Peak Radar has noticed an increase in organizations submitting content to the site themselves, so it is likely that as word spreads and further creativity comes out of seemingly insurmountable challenge, the hub will host even more content.

One event everyone’s excited to see: A virtual First Friday art walk.

First Friday is consistently the biggest night every month for local arts, when galleries across the city open new exhibits, feature live demonstrations and music, and encourage camaraderie and engagement. COPPeR even runs a First Friday shuttle bus April through October that takes participants through the city’s three main creative districts. That is obviously not a possibility in the stay-at-home age. But how can the arts community recreate the First Friday feeling online?

“Claire Swinford [urban engagement manager] at the Downtown Partnership is coordinating Virtual First Friday,” Toman says, “along with representatives from Old Colorado City and Manitou Springs. Peak Radar is going to host the landing page, which will also be part of Peak Radar Virtual.”

The landing page is available now at peakradar.com/virtual-first-friday. Sure, you may not be able to take advantage of The Modbo’s amazing hot food spread or Chavez Gallery’s legendary First Friday parties, but these galleries are stretching their creative muscles to offer unique and engaging experiences to continue to provide us with quality local art — an effort that speaks to the indomitable creative spirit of this community.

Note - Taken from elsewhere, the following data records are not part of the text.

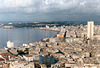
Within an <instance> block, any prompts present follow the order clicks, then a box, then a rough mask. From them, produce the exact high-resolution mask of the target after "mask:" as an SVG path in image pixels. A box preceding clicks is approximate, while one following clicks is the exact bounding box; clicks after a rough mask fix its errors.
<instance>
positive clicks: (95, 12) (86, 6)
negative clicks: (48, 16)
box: [0, 0, 100, 19]
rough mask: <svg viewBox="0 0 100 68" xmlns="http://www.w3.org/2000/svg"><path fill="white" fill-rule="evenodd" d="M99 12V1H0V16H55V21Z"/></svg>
mask: <svg viewBox="0 0 100 68" xmlns="http://www.w3.org/2000/svg"><path fill="white" fill-rule="evenodd" d="M99 12H100V2H99V0H95V1H92V0H0V14H5V13H8V14H23V13H24V14H25V13H26V14H33V15H34V14H35V15H36V14H37V15H39V14H41V15H43V14H44V16H46V17H44V18H49V17H51V16H54V15H55V17H56V19H57V17H58V16H63V17H64V16H65V15H66V16H69V15H71V16H72V17H73V15H74V16H77V15H78V17H79V16H80V15H83V16H84V15H85V14H86V15H88V16H89V14H90V15H91V14H95V15H97V14H99ZM48 16H49V17H48ZM66 16H65V17H66ZM71 16H70V17H71ZM81 17H82V16H81ZM68 19H69V18H68Z"/></svg>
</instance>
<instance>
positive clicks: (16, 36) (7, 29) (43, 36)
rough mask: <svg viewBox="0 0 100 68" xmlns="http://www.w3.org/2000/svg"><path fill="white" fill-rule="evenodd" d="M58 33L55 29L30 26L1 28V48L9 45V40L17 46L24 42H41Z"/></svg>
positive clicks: (0, 36)
mask: <svg viewBox="0 0 100 68" xmlns="http://www.w3.org/2000/svg"><path fill="white" fill-rule="evenodd" d="M55 35H56V32H54V31H45V30H40V29H30V28H15V29H3V28H0V48H4V47H6V46H7V41H12V42H14V45H15V46H20V45H22V44H23V43H25V44H28V43H32V42H39V41H41V39H43V38H47V37H53V36H55Z"/></svg>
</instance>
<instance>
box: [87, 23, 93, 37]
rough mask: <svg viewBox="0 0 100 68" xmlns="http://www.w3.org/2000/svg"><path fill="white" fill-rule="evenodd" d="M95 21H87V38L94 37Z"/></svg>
mask: <svg viewBox="0 0 100 68" xmlns="http://www.w3.org/2000/svg"><path fill="white" fill-rule="evenodd" d="M93 28H94V22H93V21H88V22H87V38H91V37H93V34H94V29H93Z"/></svg>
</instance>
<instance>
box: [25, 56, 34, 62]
mask: <svg viewBox="0 0 100 68" xmlns="http://www.w3.org/2000/svg"><path fill="white" fill-rule="evenodd" d="M23 58H24V59H25V60H26V61H33V58H34V57H33V56H31V55H25V56H23Z"/></svg>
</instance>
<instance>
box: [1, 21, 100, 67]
mask: <svg viewBox="0 0 100 68" xmlns="http://www.w3.org/2000/svg"><path fill="white" fill-rule="evenodd" d="M99 28H100V26H99V25H94V21H88V22H87V25H82V24H81V25H79V26H78V25H76V26H73V25H71V26H65V25H63V26H61V27H56V26H53V27H49V26H48V25H46V26H45V27H38V28H37V29H40V30H52V31H56V32H57V34H56V36H54V37H51V38H44V39H42V41H41V42H35V43H29V44H23V45H22V46H14V42H11V41H8V42H7V47H4V48H2V49H0V68H100V50H99V48H100V46H99V44H100V42H99V40H100V35H99V34H100V29H99Z"/></svg>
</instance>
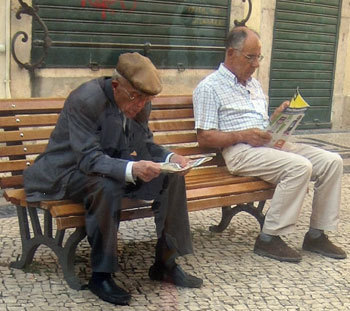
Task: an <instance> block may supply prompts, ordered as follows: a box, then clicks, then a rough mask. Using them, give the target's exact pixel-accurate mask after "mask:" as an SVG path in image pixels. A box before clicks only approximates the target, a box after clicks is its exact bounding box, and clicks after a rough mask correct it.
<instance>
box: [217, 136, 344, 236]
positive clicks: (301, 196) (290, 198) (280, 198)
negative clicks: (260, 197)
mask: <svg viewBox="0 0 350 311" xmlns="http://www.w3.org/2000/svg"><path fill="white" fill-rule="evenodd" d="M223 156H224V158H225V161H226V165H227V168H228V170H229V171H230V172H231V173H232V174H235V175H241V176H259V177H260V178H261V179H263V180H265V181H268V182H270V183H273V184H275V185H276V190H275V193H274V196H273V198H272V200H271V204H270V208H269V210H268V211H267V213H266V218H265V223H264V226H263V229H262V232H264V233H267V234H271V235H283V234H288V233H291V232H293V231H294V230H295V225H296V222H297V219H298V217H299V214H300V211H301V208H302V205H303V201H304V198H305V195H306V192H307V189H308V186H309V181H313V182H314V197H313V201H312V213H311V219H310V227H312V228H315V229H322V230H335V229H337V226H338V222H339V209H340V192H341V178H342V174H343V160H342V158H341V157H340V156H339V155H338V154H337V153H333V152H329V151H325V150H322V149H319V148H316V147H313V146H309V145H306V144H299V143H286V144H285V145H284V147H283V150H277V149H273V148H268V147H251V146H248V145H243V144H238V145H235V146H230V147H228V148H225V149H224V150H223Z"/></svg>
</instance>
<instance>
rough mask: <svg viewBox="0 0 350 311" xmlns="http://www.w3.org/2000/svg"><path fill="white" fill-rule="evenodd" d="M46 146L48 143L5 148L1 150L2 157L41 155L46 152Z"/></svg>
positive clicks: (0, 154) (1, 148)
mask: <svg viewBox="0 0 350 311" xmlns="http://www.w3.org/2000/svg"><path fill="white" fill-rule="evenodd" d="M46 146H47V143H40V144H25V145H23V144H20V145H15V146H3V147H1V148H0V156H1V157H11V156H15V155H29V154H39V153H42V152H43V151H44V150H45V148H46Z"/></svg>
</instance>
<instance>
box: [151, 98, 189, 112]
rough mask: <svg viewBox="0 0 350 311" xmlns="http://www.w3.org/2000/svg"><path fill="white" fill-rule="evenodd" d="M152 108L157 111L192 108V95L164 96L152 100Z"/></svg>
mask: <svg viewBox="0 0 350 311" xmlns="http://www.w3.org/2000/svg"><path fill="white" fill-rule="evenodd" d="M152 106H153V107H154V108H156V109H162V108H166V109H171V108H181V107H186V108H187V107H190V108H192V95H163V96H158V97H155V98H154V99H153V100H152Z"/></svg>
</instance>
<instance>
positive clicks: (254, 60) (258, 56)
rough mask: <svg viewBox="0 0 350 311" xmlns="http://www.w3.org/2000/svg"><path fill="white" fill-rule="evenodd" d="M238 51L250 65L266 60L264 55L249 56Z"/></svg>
mask: <svg viewBox="0 0 350 311" xmlns="http://www.w3.org/2000/svg"><path fill="white" fill-rule="evenodd" d="M235 50H237V51H239V52H240V53H241V54H242V55H243V56H244V57H245V58H246V59H247V61H248V63H250V64H252V63H254V62H255V61H258V62H261V61H262V60H263V59H264V56H263V55H261V54H260V55H248V54H246V53H243V52H242V51H241V50H238V49H235Z"/></svg>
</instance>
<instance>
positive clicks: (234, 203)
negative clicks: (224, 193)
mask: <svg viewBox="0 0 350 311" xmlns="http://www.w3.org/2000/svg"><path fill="white" fill-rule="evenodd" d="M273 193H274V189H268V190H264V191H256V192H251V193H240V194H235V195H227V196H223V197H215V196H214V197H210V198H205V199H202V200H191V201H188V202H187V207H188V210H189V211H190V212H194V211H200V210H204V209H209V208H215V207H222V206H232V205H237V204H243V203H248V202H257V201H265V200H269V199H271V198H272V196H273Z"/></svg>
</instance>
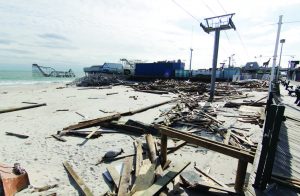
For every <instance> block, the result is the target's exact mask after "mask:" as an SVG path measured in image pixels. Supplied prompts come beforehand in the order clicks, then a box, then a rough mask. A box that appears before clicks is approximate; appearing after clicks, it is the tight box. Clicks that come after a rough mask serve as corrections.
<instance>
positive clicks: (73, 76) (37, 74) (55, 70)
mask: <svg viewBox="0 0 300 196" xmlns="http://www.w3.org/2000/svg"><path fill="white" fill-rule="evenodd" d="M32 74H33V75H34V76H43V77H58V78H73V77H75V74H74V72H73V71H72V69H69V71H56V70H55V69H54V68H52V67H44V66H39V65H38V64H32Z"/></svg>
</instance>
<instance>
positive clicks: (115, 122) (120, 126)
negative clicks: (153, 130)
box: [101, 121, 146, 135]
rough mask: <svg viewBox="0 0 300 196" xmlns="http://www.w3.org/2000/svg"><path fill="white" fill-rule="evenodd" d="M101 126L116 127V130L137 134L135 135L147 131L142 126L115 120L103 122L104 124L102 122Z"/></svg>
mask: <svg viewBox="0 0 300 196" xmlns="http://www.w3.org/2000/svg"><path fill="white" fill-rule="evenodd" d="M101 126H102V127H105V128H109V129H115V130H118V131H122V132H127V133H131V134H135V135H141V134H145V133H146V131H145V130H144V129H142V128H140V127H135V126H131V125H127V124H125V123H122V122H115V121H113V122H108V123H103V124H101Z"/></svg>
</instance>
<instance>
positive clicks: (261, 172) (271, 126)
mask: <svg viewBox="0 0 300 196" xmlns="http://www.w3.org/2000/svg"><path fill="white" fill-rule="evenodd" d="M279 94H280V92H279V84H278V83H273V84H272V92H271V93H270V94H269V99H268V101H267V106H266V120H265V124H264V133H263V140H262V148H261V154H260V158H259V163H258V167H257V171H256V177H255V182H254V184H253V186H254V187H255V188H257V189H260V190H265V189H266V186H267V184H268V182H270V179H271V174H272V169H273V164H274V160H275V153H276V148H277V141H278V137H279V132H280V127H281V123H282V121H284V110H285V106H284V105H283V103H282V100H281V98H280V97H279V96H278V95H279Z"/></svg>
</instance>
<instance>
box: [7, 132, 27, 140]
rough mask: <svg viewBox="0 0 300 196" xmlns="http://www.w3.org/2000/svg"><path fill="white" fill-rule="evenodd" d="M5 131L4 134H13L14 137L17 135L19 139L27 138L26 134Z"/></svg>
mask: <svg viewBox="0 0 300 196" xmlns="http://www.w3.org/2000/svg"><path fill="white" fill-rule="evenodd" d="M5 133H6V135H10V136H15V137H18V138H21V139H26V138H29V136H28V135H23V134H19V133H12V132H5Z"/></svg>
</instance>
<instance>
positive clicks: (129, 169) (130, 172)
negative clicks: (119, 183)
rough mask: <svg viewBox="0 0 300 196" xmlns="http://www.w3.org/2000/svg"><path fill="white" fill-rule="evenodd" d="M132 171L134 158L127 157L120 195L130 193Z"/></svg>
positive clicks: (123, 173) (120, 181) (120, 183)
mask: <svg viewBox="0 0 300 196" xmlns="http://www.w3.org/2000/svg"><path fill="white" fill-rule="evenodd" d="M131 170H132V157H127V158H126V159H125V161H124V165H123V170H122V175H121V179H120V184H119V191H118V195H120V196H123V195H127V193H128V192H129V185H130V178H131Z"/></svg>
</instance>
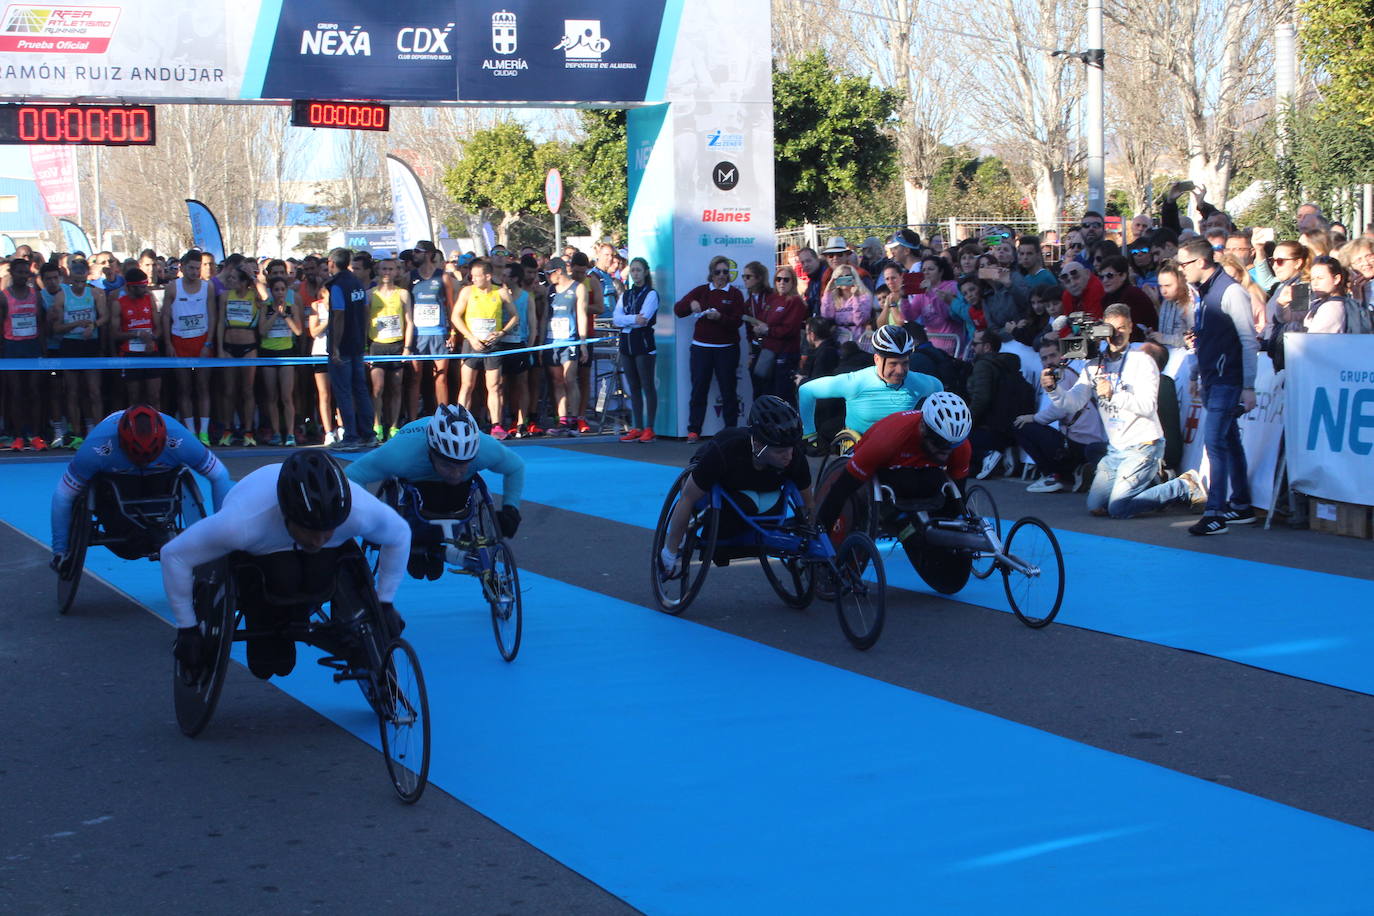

“I think a highlight of Peak Radar Virtual moving forward will be the breadth of content that users will be able to enjoy, all from one place,” Toman says. “Driving revenue for arts groups is also on our mind – financial health and stability is part of a healthy arts community. In addition to awesome free content, perhaps we’ll be able to showcase paid livestreams or other similar opportunities down the road.”

The Pikes Peak Community Foundation and the Bee Vradenburg Foundation have teamed up to offer an Artist Recovery Fund to help creative businesses, organizations and individuals affected by closures and lost revenue. Find help or donate at ppcf.org.